Starting Your Copybook
Your job with a copybook is to simply notice things you love, capture them into the notebook, then examine them closely to try and analyze their appeal (and possibly their faults) in technical detail. It goes like this:
- Encounter an interesting piece of music or writing.
- Copy the best parts down. Be sure to cite the source.
- Study the piece’s form and content in technical detail until it gives up all its secrets.
- Repeat.
You can start your copybook in a separate notebook (or separate section of the notebook) from your practice journal, or you can mix it all together. My only word of caution is to make sure you note the source of the passages you copy down, so you don’t stumble upon someone else’s work in your notebook months from now and mistake it for your own creation!
1. Get your copybook started by writing down passages from a few of your favorite songs. If you have access to an “official” written copy of the lyric, use that to make sure you’re accurate.
2. Mark it up. Label all the creative writing techniques and figures of speech that you can identify in the song’s lyric. You could: notate the rhyme scheme, identify the rhyme types (perfect, oblique, etc.), underline particularly strong bits of sensory description.

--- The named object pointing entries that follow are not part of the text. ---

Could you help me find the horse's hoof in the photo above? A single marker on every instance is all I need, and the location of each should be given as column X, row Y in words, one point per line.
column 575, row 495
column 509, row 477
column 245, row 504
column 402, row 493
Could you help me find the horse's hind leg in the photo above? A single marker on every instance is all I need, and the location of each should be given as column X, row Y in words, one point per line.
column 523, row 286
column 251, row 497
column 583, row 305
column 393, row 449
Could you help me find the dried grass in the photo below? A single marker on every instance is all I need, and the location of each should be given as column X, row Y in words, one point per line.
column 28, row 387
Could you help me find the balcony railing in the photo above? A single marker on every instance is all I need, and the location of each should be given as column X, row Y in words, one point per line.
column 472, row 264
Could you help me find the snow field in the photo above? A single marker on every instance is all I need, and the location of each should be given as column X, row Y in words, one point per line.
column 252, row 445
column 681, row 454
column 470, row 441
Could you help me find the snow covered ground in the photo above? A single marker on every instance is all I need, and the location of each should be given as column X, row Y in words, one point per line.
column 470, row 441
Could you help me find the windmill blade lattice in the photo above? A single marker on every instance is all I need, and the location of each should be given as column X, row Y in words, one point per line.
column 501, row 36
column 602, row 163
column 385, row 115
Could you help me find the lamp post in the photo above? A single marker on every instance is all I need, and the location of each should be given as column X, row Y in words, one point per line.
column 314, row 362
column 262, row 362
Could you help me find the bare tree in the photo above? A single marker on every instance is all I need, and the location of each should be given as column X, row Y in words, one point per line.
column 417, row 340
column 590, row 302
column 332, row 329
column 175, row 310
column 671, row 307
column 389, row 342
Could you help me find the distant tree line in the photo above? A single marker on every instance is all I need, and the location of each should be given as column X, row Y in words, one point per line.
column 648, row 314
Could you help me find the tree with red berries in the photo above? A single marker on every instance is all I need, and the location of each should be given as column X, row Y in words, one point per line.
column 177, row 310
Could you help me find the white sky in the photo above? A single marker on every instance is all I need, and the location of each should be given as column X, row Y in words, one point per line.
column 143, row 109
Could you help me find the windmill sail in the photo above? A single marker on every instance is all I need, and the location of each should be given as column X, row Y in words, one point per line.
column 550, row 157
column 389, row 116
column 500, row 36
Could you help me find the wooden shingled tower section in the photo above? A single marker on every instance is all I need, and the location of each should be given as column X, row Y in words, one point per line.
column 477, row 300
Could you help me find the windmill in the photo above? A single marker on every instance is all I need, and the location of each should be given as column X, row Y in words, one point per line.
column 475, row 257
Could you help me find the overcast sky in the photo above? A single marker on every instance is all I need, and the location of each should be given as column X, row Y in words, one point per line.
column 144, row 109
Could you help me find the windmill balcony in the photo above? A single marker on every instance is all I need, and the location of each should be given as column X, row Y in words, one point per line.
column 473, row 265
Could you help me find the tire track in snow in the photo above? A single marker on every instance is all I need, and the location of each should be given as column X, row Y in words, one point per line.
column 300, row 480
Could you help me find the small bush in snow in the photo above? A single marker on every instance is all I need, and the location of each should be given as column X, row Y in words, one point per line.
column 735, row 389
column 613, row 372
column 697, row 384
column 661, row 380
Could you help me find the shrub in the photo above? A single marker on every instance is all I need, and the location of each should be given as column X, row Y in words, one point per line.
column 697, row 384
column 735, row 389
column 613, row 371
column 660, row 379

3. Keep your copybook close. Next time you hear or read anything that impresses you or moves you in any way, capture it into your copybook.
Make the habit of collecting passages you love in a safe place where you can study them in greater detail and return to them later. Remembering to do this might be as simple as just keeping your copybook close to hand. Just having it nearby may help to keep your ears and eyes open for great writing and dialogue wherever they appear in your daily life.